The company, Kolias said, would work with every tenant facing financial hardship during the pandemic on a case-by-case basis.

"We believe self-regulation is much better than government regulation," he said.

But it's not enough to rely on the goodwill of landlords during a crisis, says Sarah Eadie, a staff lawyer at the Edmonton Community Legal Centre.

"It's a disaster waiting to happen," she said.

While the vast majority of tenants can fight eviction notices before a provincial tribunal, others cannot, Eadie said. Renters who live in the same unit as their landlord or people who live in mobile home parks, for example, are not covered by provincial tenancy law.

"Now is the time that the government needs to step in and protect citizens because the open market is not going to work here," she said.

Demands for more aggressive tenant protections, beyond banning eviction orders, have swelled in recent days. Over 600,000 people have signed an online petition calling on the federal government to cancel rent and mortgage payments.

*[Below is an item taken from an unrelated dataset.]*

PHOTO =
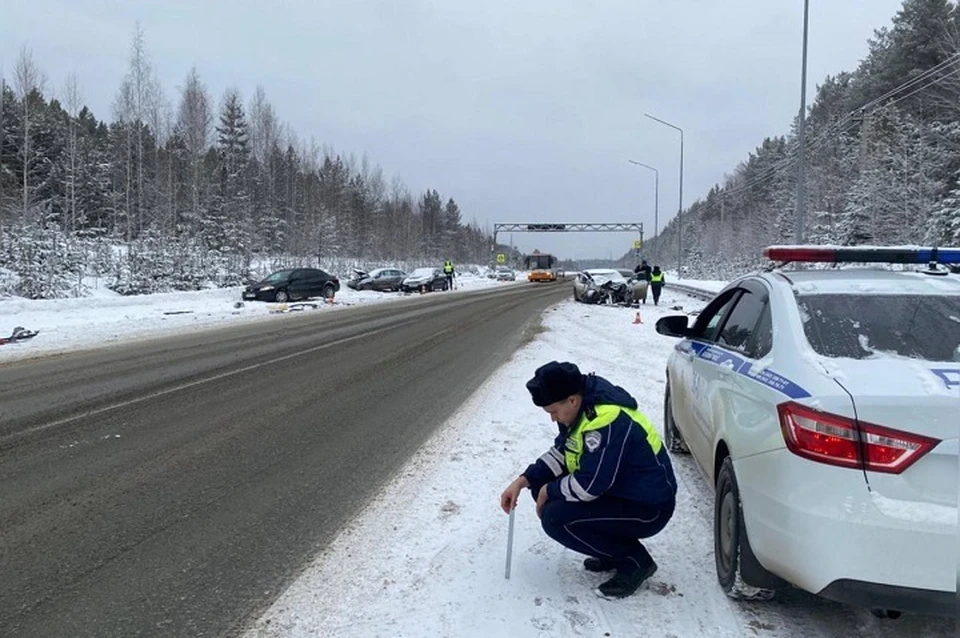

A Facebook group for Edmonton renters to share legal resources and support tenants facing evictions has gathered more than 200 members since Saturday. The page's co-administrator Kay Del Rio says renters are frustrated as they watch political leaders urge big banks to defer mortgage payments for property owners without any protections extended to tenants.

"The best thing the government can do is to increase rent protections right now," Del Rio said.

ACORN Canada, a national advocacy organization for low-income families, also called on the federal government last week to suspend rent payments. Supporters say it's not enough to put off eviction orders until after the crisis, without regard for whether a tenant will have the means to pay arrears.

At a press conference Monday, Premier Jason Kenney said the government would consider a short-term stay on eviction orders during the pandemic, but made no definitive announcement. (CBC )

Premier Kenney shot down those suggestions on Monday. He said barring landlords from collecting rent during the pandemic could collapse the province's housing stock.

In addition to an eviction ban, Notley said the province should consider income top-up measures to supplement federal benefits such as EI, which covers 55 per cent of a person's insurable wage, to ensure tenants can keep up with payments.

The province announced it will offer a one-time payment of $1,146 to bridge the gap until federal benefits arrive in April, although applications have not yet opened. Residents can also defer utility payments for 90 days, while Alberta student loan repayment has been paused for six months.